Les encombrants

par Robert Jasmin
Les encombrants

Tôt ou tard, toutes les religions passent devant le tribunal de l’histoire. Parce que toutes les religions se rendent coupables d’excès. Il ne peut en être autrement, car elles veulent toutes la perfection, toutes sont en quête d’un absolu. Or, rien n’est parfait et il n’y a pas d’absolu parce que tout est soumis au temps vécu par des êtres humains mortels et imparfaits. À vouloir imposer la perfection comme règle de vie, les religions se déshumanisent et perdent le sens relatif des cultures qui sont situées dans le temps.
La religion woke sera, elle aussi, sévèrement jugée par l’histoire. Sa recherche obsessionnelle de la vertu croule sous l’absurdité, sinon sous le ridicule. Malheureusement, les institutions, surtout culturelles, écopent et nous aussi, conséquemment. Les exemples nous sont présentées presque quotidiennement. Le navrant retrait récent d’un épisode des Filles de Caleb par Netflix en est un : on ne voulait pas que nos yeux voient Ovila Pronovost (Roy Dupuis) se déguiser en roi mage pour Noël en prenant la couleur du légendaire Balthazar, qui avait la peau noire. Rappelons que l’histoire se passe au début des années 1900.
Mais le plus dangereux pour nous demeure l’assaut woke sur la langue. Un chroniqueur universitaire parlait récemment d’un « péril mortel pour la langue française », reprenant les mots des linguistes et de l’Académie française. Il donnait l’exemple de l’expression « il fait beau » : le « il » qui horripile les adeptes de la secte woke, n’a rien à voir avec une quelconque domination masculine, car ce « il » est un neutre même s’il prend la forme masculine. L’imposition d’une écriture dite « inclusive » en semant, entres autres, des « iel » partout, ne tient pas compte de notre capacité de faire la part des choses et de reconnaître l’inclusion au-delà des apparences.

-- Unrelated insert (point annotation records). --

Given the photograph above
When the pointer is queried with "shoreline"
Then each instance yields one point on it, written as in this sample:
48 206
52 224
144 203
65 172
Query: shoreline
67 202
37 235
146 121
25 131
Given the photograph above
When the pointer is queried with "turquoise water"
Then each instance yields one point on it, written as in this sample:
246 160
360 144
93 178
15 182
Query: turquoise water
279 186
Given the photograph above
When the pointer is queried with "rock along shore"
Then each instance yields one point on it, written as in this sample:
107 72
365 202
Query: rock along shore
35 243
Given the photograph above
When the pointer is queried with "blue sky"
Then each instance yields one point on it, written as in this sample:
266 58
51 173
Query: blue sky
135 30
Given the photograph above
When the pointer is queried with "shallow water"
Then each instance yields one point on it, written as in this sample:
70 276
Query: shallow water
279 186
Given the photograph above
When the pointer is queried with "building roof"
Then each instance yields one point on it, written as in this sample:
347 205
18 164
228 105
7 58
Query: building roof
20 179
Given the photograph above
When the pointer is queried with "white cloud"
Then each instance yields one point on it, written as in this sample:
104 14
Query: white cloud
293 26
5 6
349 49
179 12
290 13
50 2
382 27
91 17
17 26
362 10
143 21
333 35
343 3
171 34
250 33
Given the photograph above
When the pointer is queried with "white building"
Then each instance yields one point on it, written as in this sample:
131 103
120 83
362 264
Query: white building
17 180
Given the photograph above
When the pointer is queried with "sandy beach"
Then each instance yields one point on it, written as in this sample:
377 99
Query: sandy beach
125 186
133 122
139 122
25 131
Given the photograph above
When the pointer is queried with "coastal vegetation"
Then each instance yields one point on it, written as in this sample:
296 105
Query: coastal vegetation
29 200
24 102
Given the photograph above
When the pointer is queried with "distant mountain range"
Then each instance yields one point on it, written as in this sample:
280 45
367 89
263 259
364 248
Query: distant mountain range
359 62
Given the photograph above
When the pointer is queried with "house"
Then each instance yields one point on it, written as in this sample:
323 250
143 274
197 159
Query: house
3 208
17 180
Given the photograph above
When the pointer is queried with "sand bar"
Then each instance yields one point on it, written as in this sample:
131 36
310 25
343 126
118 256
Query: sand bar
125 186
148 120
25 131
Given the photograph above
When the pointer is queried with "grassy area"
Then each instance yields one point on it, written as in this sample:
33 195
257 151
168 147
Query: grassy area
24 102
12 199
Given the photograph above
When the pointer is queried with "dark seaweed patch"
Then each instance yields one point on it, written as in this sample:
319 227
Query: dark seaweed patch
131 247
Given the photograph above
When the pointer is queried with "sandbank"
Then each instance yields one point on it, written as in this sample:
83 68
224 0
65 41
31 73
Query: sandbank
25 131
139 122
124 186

La langue française est belle et riche. Elle peut très bien ajouter des nouveaux mots pour exprimer une réalité qui n’existait pas avant : « courriel » par exemple. Mais ces ajouts ne viennent pas détruire ce qui a mis des siècles à se construire. Sur le chemin de l’inclusion, on ne va pas exclure le mot « jouissance » de notre vocabulaire sous prétexte qu’étant féminin, il en exclut les hommes ! Soyons sérieux ! Et ne compliquons pas la vie de nos enfants et des nouveaux arrivants à qui nous voulons laisser cet langue belle : n’ajoutons pas à leur apprentissage des encombrants linguistiques qui leur enlèveront tout plaisir dans leur lecture d’autrices « traditionnelles » comme Marie-Claire Blais, une grande féministe.